Certainly. For example, my latest album, Erbamatta, which will be released in the first few months of 2014, is a bridge between music and design, and is conceived as a model of service. Since the “disc” is one of those models in crisis of which we were speaking earlier, I felt like tackling it as a whole, and thus not limiting myself to composing and playing. Except for the musical content, the “disc” as an object passes in fact through a series of production processes in which you often sense a lack of design. Erbamatta tries to fill this gap through a well-structured and innovative program of distribution and promotion.
What have you come up with in particular?
I’ve involved various companies in a single project. There will be several Erbamatta products, one per company, which will be brought onto the market over the course of a year, each with its own circuit of distribution. Each product will be publicized through the disc and vice versa. The plan is to hold a series of presentations in the showrooms of the companies involved as well as at some of the temples of design; a mini-tour that only later will move onto the typical circuits of the music industry. Apart from this, there will be a number of objects produced in limited runs, an app and other curious ideas. Besides, Erbamatta is intended to be a sort of metaphor-manifesto: erbe matte or “weeds” grow even on concrete, railroad tracks and sidewalks. They spread freely, in an unpredictable way, carried by the wind or the chance passage of a bird. These plants often have curative powers and are only dismissed as weeds because they appear to invade rigid and artificial arrangements.
What are the fundamental differences between the world of music and that of the production of objects?
Music has an industrial system of production that is currently in a very bad way.
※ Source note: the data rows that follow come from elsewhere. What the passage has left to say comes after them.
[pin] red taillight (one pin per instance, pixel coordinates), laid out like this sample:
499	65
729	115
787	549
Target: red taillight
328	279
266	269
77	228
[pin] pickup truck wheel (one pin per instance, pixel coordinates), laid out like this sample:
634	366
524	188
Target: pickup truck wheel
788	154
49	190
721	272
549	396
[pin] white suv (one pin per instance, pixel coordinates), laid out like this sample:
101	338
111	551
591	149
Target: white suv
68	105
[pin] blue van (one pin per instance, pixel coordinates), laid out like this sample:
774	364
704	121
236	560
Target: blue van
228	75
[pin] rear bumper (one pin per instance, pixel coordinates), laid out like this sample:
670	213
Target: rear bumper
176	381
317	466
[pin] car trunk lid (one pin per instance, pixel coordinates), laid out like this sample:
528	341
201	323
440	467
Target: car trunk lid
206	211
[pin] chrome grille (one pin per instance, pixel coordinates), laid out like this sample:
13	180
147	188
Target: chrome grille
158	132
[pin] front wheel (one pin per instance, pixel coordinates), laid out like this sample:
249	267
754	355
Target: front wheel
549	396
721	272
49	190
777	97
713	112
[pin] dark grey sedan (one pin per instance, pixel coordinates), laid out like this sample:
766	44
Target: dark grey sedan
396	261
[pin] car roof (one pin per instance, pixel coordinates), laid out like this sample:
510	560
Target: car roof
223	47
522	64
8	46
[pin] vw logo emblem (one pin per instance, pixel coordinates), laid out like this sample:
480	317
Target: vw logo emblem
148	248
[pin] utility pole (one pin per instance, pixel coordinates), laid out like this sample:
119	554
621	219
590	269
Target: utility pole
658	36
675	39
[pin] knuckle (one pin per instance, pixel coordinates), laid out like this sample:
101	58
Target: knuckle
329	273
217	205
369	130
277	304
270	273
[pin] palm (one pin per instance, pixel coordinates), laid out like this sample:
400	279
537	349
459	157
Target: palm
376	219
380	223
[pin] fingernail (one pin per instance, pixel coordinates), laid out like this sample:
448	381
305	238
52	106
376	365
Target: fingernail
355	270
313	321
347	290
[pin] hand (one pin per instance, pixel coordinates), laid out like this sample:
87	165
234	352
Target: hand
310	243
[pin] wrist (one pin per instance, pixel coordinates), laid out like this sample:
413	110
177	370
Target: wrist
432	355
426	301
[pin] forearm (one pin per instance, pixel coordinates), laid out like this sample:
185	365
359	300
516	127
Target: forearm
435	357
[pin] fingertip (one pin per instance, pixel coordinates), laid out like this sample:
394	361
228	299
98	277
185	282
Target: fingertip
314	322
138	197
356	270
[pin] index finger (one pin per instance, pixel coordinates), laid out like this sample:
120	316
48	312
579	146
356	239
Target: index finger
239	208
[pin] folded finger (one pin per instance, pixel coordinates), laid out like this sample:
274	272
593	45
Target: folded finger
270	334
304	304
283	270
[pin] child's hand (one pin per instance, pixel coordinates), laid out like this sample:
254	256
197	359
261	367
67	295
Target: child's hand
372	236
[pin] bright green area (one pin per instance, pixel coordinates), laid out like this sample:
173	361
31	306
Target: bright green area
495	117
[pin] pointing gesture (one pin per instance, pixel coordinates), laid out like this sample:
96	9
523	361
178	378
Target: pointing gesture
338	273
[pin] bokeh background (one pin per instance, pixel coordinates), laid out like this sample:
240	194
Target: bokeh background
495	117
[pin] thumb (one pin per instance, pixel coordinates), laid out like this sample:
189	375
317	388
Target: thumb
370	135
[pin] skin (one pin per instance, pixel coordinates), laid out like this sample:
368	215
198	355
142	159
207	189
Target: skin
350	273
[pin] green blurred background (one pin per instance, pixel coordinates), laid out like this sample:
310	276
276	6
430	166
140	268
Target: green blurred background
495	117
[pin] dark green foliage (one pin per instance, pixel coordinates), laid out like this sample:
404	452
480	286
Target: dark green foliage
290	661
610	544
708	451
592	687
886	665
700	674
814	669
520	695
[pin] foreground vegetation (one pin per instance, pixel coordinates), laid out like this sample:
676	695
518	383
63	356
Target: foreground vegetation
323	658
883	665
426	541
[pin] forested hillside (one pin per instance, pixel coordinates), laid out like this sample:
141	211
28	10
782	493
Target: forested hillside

The possibility the MP3 has provided of downloading a product that is by definition immaterial is causing a very serious crisis in the sector. In addition, while in the world of design it is easy to find people crazy about the product, this happens much less often in the music industry, and it is far more difficult to find a figure comparable to the captain of industry who wants to follow the whole process. Then, just as in design, there are experimental musicians who manage to survive with small-scale productions and alternative concert circuits. But the real difference between the music and design industries in my view is at the top, in the figure of the company owners, who in the design world are still passionate about the things they produce.
One last question: what do you feel about fame and success?
I think that success is important to the extent to which it is my work as a designer that determines my personal success. But I don’t believe that this is necessarily linked with fame. Fame is another matter and may have no connection with the idea of success, with the sensation of having hit the target. Too often, though, the two things get mixed up.
You don’t think that that kind of fame can give you a freedom of choice in the directions you take?
I can’t speak for everyone, obviously, but I believe that great fame, the kind that generates manias, can also kill. There are people who have had sufficient balance to derive benefit from it, but it can’t be said that fame is a good or bad thing in itself.
So what do you consider your personal success?
Following and constructing a sort of personal epic. A story, a project that can be of help to others too.